To reduce the effects of any non-response bias, a post-stratification adjustment was applied based on demographic distributions from the 2017 Current Population Survey. The post-stratification weight rebalanced the sample based on the following benchmarks: age, race and ethnicity, and gender. The sample weighting was accomplished using an iterative proportional fitting process that simultaneously balances the distributions of all variables. Weights were trimmed to prevent individual interviews from having too much influence on the final results.
The margin of error for this survey is +/- 1.7%. Margins of error are typically calculated on probability-based samples and are not technically correct for non-probability online samples. We supply them here to provide a general assessment of error ranges that may be associated with the data.

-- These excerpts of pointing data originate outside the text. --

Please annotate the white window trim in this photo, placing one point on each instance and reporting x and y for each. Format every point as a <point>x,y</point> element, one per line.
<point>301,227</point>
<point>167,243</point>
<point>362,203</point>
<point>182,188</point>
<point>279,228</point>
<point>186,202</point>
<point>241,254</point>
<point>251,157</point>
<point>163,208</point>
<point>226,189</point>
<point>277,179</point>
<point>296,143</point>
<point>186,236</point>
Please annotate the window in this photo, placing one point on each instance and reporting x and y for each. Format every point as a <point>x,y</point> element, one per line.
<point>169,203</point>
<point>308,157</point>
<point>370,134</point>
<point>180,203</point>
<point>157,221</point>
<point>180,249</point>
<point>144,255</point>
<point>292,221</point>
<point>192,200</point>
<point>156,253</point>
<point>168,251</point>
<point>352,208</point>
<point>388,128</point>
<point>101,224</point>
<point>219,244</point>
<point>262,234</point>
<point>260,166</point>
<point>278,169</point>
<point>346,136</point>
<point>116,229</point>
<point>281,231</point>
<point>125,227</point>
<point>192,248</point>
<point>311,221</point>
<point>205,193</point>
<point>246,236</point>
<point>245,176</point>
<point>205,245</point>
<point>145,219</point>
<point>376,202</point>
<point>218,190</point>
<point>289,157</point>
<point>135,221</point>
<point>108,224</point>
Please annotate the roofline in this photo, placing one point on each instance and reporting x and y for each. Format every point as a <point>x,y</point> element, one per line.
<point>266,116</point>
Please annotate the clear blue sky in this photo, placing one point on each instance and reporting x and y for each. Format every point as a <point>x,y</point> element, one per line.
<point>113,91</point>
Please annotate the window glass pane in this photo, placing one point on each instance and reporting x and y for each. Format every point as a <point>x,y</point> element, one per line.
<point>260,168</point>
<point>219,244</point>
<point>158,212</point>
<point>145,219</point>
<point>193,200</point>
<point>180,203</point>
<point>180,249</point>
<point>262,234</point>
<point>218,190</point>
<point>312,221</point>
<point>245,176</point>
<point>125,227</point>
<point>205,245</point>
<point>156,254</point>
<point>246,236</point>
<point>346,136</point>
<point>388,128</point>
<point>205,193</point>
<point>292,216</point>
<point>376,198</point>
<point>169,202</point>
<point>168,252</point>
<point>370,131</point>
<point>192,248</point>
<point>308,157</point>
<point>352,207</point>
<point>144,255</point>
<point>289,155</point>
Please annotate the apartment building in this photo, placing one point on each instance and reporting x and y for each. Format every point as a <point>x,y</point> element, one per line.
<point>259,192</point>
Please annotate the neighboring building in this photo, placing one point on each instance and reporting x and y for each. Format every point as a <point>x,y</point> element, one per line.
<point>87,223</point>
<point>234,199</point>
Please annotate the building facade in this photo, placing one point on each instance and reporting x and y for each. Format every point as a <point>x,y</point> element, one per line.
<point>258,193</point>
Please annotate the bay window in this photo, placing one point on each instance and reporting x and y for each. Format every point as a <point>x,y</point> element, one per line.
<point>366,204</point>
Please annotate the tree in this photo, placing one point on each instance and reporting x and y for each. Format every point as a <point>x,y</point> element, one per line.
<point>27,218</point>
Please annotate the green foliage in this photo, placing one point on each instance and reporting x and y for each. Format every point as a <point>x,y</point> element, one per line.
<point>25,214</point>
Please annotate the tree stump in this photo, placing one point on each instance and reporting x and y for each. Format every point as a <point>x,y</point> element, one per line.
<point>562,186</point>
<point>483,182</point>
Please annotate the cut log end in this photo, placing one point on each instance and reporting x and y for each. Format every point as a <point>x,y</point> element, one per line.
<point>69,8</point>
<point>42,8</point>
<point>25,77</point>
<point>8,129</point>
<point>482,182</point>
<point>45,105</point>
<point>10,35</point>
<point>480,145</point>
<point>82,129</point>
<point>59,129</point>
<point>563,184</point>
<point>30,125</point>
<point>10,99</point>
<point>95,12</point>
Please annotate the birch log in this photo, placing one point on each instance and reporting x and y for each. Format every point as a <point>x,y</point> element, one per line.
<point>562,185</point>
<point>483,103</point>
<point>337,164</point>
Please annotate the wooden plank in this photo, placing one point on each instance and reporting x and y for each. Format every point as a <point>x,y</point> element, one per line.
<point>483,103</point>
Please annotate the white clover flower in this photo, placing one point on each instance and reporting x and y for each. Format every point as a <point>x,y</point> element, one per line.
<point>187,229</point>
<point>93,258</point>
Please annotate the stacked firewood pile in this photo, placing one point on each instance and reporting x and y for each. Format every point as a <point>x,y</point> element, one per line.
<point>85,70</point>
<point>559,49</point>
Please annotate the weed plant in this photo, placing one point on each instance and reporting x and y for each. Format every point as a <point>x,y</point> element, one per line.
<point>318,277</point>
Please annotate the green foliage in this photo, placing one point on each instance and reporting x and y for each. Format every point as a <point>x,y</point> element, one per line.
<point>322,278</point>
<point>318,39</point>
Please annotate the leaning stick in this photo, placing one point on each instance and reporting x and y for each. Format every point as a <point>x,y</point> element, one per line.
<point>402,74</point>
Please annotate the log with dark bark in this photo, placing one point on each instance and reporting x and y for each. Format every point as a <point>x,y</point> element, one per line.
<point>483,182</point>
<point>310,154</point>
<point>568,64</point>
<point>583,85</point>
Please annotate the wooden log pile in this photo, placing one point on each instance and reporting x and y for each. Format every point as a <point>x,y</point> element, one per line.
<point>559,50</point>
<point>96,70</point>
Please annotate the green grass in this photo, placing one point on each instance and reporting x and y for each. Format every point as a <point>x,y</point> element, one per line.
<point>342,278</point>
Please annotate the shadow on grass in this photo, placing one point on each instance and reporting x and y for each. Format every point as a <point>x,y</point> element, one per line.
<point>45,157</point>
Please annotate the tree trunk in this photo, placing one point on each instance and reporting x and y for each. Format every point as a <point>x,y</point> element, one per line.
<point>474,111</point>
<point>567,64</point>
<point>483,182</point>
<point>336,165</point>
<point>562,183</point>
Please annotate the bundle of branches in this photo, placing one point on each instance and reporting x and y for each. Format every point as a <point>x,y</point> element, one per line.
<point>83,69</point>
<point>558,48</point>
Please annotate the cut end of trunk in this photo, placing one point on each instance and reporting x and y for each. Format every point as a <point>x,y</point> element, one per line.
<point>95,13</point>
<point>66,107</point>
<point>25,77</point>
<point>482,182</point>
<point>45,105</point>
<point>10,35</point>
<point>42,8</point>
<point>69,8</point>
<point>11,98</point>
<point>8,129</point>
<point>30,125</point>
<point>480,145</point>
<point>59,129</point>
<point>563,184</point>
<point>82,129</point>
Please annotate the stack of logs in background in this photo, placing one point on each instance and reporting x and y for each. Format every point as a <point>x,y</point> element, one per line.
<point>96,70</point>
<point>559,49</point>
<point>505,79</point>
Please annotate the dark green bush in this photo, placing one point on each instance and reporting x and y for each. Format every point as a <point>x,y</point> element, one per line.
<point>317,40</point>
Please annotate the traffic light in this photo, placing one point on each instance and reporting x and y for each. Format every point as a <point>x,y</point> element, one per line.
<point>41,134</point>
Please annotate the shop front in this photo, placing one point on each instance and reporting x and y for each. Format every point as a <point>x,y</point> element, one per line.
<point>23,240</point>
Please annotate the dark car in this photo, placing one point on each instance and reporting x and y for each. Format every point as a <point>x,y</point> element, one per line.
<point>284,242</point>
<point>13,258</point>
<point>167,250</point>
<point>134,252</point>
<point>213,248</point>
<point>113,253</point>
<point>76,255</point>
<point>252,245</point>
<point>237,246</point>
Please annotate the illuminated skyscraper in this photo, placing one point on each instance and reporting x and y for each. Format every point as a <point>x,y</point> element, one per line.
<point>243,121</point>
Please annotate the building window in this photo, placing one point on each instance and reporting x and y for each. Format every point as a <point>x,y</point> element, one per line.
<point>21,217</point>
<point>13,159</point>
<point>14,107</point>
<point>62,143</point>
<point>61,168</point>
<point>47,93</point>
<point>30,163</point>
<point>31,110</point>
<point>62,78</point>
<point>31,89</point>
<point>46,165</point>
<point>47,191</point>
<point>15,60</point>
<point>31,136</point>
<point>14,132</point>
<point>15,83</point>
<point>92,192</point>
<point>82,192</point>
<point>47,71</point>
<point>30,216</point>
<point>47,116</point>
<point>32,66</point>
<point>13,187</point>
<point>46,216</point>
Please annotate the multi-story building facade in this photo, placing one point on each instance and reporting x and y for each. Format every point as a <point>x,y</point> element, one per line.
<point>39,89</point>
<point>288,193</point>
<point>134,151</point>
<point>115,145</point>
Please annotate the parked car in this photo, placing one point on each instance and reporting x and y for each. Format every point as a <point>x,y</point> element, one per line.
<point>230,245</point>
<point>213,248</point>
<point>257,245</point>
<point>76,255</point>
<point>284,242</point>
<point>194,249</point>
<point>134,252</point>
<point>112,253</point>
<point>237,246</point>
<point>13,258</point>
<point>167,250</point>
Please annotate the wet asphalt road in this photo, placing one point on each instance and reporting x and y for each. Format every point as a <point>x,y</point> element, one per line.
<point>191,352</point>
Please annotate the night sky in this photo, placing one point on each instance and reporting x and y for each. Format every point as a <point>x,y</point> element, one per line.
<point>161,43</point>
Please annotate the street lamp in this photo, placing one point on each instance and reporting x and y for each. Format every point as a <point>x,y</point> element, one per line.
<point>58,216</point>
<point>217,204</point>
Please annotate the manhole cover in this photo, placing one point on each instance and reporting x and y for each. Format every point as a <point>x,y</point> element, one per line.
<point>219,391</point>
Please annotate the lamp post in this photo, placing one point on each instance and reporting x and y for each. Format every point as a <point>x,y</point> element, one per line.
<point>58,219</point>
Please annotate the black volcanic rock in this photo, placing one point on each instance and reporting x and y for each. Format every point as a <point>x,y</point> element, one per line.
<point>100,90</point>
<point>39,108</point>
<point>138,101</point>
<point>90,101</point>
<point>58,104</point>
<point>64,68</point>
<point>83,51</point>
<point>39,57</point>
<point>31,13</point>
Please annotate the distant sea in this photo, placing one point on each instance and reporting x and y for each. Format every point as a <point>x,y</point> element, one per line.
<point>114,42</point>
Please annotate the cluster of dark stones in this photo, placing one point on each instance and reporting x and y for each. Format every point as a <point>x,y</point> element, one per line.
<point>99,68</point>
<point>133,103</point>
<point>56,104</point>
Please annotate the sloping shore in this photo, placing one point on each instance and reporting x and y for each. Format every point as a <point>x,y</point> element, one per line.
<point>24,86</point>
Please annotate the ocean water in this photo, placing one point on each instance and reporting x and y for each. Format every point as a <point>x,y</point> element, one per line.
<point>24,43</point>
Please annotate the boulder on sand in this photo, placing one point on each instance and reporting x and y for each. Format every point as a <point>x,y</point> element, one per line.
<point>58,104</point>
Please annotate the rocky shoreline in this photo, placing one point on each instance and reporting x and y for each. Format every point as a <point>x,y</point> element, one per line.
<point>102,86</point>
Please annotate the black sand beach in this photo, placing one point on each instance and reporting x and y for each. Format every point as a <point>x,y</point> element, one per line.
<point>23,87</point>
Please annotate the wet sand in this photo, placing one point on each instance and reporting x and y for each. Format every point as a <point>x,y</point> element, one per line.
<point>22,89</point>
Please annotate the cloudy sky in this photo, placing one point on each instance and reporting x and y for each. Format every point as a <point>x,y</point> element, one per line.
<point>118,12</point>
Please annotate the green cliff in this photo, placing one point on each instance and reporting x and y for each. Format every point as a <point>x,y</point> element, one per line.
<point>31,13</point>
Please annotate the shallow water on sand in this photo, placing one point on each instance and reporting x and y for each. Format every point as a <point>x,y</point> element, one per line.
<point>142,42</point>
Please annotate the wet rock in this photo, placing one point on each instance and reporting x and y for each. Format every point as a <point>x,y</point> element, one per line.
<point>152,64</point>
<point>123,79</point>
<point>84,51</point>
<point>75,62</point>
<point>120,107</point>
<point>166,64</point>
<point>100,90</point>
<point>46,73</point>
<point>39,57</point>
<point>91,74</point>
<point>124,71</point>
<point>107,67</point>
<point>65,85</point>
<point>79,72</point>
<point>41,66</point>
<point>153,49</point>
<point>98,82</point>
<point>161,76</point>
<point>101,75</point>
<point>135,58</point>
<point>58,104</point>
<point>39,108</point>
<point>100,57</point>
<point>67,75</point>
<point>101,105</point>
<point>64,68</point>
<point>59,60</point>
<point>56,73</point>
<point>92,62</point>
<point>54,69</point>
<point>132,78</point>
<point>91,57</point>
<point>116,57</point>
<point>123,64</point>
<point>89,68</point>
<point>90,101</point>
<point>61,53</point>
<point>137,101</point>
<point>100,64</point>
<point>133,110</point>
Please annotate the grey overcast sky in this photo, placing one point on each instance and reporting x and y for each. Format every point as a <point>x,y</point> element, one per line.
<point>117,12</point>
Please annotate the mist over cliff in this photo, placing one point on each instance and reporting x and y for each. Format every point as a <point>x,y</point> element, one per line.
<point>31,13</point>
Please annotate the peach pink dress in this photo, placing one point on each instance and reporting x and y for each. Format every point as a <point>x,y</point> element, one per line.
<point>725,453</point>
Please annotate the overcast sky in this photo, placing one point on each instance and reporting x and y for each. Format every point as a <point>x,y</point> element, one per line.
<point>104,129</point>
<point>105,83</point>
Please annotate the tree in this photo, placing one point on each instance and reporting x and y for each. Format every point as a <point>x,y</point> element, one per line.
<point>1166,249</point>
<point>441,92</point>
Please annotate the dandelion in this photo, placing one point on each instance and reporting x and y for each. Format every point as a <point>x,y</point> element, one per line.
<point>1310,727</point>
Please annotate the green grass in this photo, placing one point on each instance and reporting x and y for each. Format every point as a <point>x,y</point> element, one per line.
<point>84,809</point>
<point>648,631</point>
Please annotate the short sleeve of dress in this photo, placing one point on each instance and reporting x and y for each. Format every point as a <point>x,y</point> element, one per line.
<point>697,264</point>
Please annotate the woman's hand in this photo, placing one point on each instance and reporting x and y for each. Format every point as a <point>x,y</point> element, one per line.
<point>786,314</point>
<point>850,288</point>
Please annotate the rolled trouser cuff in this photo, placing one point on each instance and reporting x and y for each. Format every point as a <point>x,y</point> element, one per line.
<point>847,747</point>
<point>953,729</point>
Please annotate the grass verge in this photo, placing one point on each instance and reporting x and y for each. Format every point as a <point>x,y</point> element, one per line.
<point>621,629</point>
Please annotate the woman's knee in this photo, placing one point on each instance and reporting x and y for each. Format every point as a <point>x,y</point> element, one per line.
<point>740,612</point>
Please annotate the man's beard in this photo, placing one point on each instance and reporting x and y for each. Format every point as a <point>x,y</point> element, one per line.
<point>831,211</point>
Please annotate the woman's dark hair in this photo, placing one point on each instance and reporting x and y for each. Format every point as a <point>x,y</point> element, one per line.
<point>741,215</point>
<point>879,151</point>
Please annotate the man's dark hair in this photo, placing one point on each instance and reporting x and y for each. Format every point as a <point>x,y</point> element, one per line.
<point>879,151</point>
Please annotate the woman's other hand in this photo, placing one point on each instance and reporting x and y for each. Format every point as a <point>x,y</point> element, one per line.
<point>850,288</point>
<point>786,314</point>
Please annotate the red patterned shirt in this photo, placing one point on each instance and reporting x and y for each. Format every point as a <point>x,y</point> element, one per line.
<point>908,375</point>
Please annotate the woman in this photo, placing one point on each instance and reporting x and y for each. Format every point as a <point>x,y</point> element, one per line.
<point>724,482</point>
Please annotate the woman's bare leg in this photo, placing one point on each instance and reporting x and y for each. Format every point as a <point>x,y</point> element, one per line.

This survey was fielded between Dec. 13 and Dec. 18, 2021.
Results for the Strada-Gallup Education Survey are based on web and mail surveys conducted from Sept. 15 to Nov. 8, 2021, with a random sample of 9,028 adults ages 18 to 65, living in all 50 states and Washington, D.C. Gallup randomly selected individuals to participate in the study using an address-based sample frame. Respondents had the opportunity to respond to the survey via web or mail. Surveys were conducted in English and Spanish.
Samples were weighted to correct for unequal selection probability and nonresponse. Demographic weighting targets are based on the 2018 American Community Survey figures for the ages 18 to 65 population. The data were weighted to match national demographics of age, education, gender, race, ethnicity, region, labor force participation, and population density.
In addition to sampling error, question wording and practical difficulties in conducting surveys can introduce error or bias into the findings of public opinion polls.